Los 'cracks' todavía le dan un poco de miedo y mantiene una cierta distancia, pese a que a diario desayuna y come con ellos. Y narra algo que le parece una hazaña por parte de Carragher, el 'capo' de la defensa. «Aunque Anfield esté a reventar y todo el estadio cantando el 'Nunca caminarás solo', como se ponga a gritar para colocar a los otros defensas, se le oye en todo el campo». De Gerrard da las mejores referencias. «Me saluda, aunque por mis problemas con el idioma no hemos hablado prácticamente. Eso sí, habla a diario con los chicos ingleses de mi equipo».

Con los españoles el roce es mayor. No son ni vanidosos ni tienen delirios de grandeza. «Torres es el más tímido y callado, pero buena gente. Arbeloa se pasa el día contando chistes y Reina riéndose con él. Xabi Alonso ha sido muy importante para mí. Se acercó desde el primer día y me da valiosos consejos».

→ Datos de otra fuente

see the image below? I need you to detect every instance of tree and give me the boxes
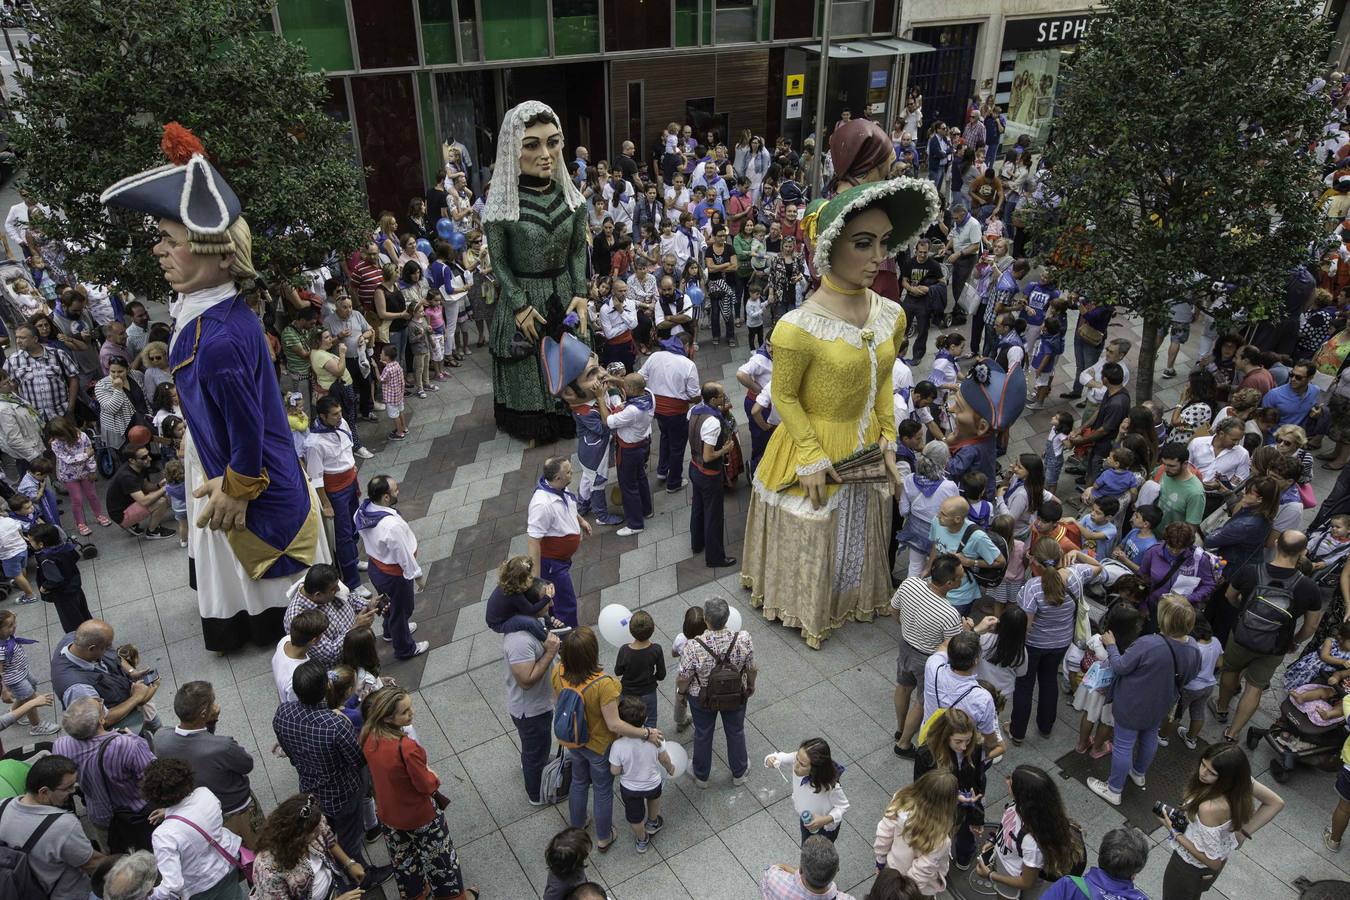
[1033,0,1331,399]
[10,0,370,300]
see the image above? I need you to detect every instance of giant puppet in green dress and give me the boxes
[483,101,592,443]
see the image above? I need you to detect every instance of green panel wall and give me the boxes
[676,0,698,47]
[483,0,550,60]
[420,0,458,64]
[276,0,354,72]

Las cosas le han salido tan bien que ni piensa en volver, «pese a que yo soy del Athletic desde 'txiki'». «No me esperaba jugar tanto ni adaptarme tan bien. Ahora no es el momento de hablar del regreso. Mi meta la próxima campaña es debutar con el primer equipo y triunfar allí». Si lo logra se acentuará el dolor de los hinchas rojiblancos porque el Athletic no supo valorar al que dicen podría haber sido el mejor defensa de su generación.